The Element Management Layer (EML) is the essential bridge between the network managers and network elements. What follows is what I have seen at the EML and what I believe works as a viable and cost effective design.


Protocol Hiding

The underlying CMIP protocol, its supportive API (XOM/XMP) and ASN.1 syntax is both verbose and and in some cases complex. One of the goals of the EML interface is to hide these features from the upper layers. There are several advantages to this approach. One advantage in particular is that the upper layer programming is independent to the underlying protocol. Not only is this interface then easier to program to but also makes it easier to find programmers since they will not require CMIP knowledge.

The most complaints I hear are about how verbose the underlying object representations are. The verbose-ness is due primarily to the genericity of the CMIP protocol specifically in the cases of instance naming. The advantage of this is that any instance can be represented. The disadvantage is the verbosity of the name.

Issues with complexity arise from synchronous and asynchronous communications. Other issues relate to the application of filters to the requests. One of the largest issues is the processing of what appears to be an uncountable number of possible CMIS errors within a response and how to deal with them.
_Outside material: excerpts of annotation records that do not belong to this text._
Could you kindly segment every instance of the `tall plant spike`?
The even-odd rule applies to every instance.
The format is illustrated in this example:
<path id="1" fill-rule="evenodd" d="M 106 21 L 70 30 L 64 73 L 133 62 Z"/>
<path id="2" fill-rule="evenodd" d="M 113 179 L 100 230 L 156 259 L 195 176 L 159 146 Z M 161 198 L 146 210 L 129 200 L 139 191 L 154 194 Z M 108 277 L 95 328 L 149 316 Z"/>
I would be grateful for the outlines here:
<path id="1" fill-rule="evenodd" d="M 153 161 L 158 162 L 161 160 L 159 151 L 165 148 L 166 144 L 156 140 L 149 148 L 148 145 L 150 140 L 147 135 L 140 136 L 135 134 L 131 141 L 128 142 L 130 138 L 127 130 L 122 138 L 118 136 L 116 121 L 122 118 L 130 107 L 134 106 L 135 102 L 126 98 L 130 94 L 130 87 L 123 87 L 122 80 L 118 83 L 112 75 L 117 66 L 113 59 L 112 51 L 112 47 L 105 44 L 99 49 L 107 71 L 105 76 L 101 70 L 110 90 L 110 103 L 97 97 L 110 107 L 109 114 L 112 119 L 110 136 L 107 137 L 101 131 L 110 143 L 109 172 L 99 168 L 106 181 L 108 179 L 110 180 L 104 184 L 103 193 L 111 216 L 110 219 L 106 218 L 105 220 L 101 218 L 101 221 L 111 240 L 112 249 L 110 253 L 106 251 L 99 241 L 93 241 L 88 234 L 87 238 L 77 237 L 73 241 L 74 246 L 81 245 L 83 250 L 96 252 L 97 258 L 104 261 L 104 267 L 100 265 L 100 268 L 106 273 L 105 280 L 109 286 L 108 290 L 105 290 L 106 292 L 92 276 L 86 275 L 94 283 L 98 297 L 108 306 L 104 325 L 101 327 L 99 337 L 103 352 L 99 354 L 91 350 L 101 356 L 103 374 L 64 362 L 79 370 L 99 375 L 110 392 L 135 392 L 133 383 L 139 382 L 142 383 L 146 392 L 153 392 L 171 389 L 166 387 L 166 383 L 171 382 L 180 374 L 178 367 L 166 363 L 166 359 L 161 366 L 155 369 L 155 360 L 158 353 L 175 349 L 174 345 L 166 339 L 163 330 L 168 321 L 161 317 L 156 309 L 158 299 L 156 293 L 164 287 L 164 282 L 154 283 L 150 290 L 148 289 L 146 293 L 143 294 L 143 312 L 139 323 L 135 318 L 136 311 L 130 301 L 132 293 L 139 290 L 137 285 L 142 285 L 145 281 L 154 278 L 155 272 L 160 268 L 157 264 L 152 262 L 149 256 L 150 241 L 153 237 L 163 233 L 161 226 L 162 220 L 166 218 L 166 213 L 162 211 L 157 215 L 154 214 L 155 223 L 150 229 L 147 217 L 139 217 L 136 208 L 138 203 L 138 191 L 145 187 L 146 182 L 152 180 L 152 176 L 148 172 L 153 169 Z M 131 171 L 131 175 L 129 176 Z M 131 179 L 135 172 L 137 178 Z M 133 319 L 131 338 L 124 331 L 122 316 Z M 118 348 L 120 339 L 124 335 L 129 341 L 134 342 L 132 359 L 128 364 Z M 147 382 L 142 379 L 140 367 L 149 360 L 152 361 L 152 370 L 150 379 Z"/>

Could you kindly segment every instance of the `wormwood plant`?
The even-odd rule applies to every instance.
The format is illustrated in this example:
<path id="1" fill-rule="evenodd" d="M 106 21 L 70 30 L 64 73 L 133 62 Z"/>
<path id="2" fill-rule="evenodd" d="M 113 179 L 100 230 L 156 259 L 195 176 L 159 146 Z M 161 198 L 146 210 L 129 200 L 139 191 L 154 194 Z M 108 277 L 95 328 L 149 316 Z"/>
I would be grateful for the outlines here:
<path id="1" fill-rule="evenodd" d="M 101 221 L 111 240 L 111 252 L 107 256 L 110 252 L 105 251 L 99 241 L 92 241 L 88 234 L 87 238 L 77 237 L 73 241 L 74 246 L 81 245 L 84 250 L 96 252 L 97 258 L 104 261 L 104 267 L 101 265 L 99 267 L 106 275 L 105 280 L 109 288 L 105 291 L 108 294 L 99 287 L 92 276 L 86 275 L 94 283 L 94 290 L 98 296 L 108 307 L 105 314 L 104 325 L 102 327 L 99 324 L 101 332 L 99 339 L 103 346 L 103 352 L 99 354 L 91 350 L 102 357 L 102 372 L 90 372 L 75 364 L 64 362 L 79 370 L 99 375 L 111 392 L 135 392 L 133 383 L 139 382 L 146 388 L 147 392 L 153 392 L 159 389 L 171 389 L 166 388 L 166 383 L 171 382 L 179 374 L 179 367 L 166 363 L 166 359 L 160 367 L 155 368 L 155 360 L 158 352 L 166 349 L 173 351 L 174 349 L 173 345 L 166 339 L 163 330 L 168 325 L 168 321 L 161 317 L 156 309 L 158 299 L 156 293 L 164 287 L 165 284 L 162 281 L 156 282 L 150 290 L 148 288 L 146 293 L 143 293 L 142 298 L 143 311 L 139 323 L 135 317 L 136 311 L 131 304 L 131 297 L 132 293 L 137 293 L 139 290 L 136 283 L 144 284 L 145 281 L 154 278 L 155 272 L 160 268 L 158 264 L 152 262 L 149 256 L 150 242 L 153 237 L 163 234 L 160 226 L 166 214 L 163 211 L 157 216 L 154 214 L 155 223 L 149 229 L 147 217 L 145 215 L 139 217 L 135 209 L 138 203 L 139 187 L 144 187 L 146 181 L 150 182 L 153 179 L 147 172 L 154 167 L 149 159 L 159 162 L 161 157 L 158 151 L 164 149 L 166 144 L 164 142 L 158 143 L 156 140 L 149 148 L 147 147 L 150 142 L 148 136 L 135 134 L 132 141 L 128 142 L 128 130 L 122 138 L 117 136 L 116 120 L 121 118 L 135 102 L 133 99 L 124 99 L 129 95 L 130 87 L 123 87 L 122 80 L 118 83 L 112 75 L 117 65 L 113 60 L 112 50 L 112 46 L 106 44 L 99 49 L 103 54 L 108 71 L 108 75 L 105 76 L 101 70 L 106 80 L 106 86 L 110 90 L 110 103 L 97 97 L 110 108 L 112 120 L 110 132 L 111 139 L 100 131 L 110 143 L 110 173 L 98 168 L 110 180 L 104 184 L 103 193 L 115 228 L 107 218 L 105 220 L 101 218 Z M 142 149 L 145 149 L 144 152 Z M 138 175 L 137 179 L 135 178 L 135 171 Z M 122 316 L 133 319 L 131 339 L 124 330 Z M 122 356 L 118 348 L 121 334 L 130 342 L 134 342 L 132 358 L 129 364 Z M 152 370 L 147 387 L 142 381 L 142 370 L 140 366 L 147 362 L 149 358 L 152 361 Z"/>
In hiding the underlying protocol dependent issues you want to provide an interface that maps closely to what needs to be done. Let us take a look at the DMI Top Managed Object Class (MOC) and what a possible EML C++ representation might look like.

[ed. This is not a complete representation. Remember too, this is an abstract class and the actual implementation is dependent on your environment.]

class Top {

public:

DMI_SystemID *get_systemId ();

protected:

DMI_SystemID systemId;

}

The C++ class has methods closely mirroring the underlying MOC itself. The ASN.1 representation of the systemId attribute is hidden within the DMI_SystemID class. This attribute can now be manipulated by programmers without having any idea of what the particular XOM object is. You need to note that the programmer still needs to have ASN.1 knowledge to understand how the systemId attribute is formed and what it contains. Additionally, the programmer can get the value of the systemID attribute without knowing the exact mechanism of the CMIP Get Request.

Therefore, an EML providing a set of C++ classes such as this one provides a considerably easier interface from the upper layer management levels to the network elements. This approach is also being standardized by the CMIS High Level API Working Group and hopefully will become a standard soon. Also, some vendors have tools that can take GDMO and construct the appropriate C++ classes. This helps save time during development.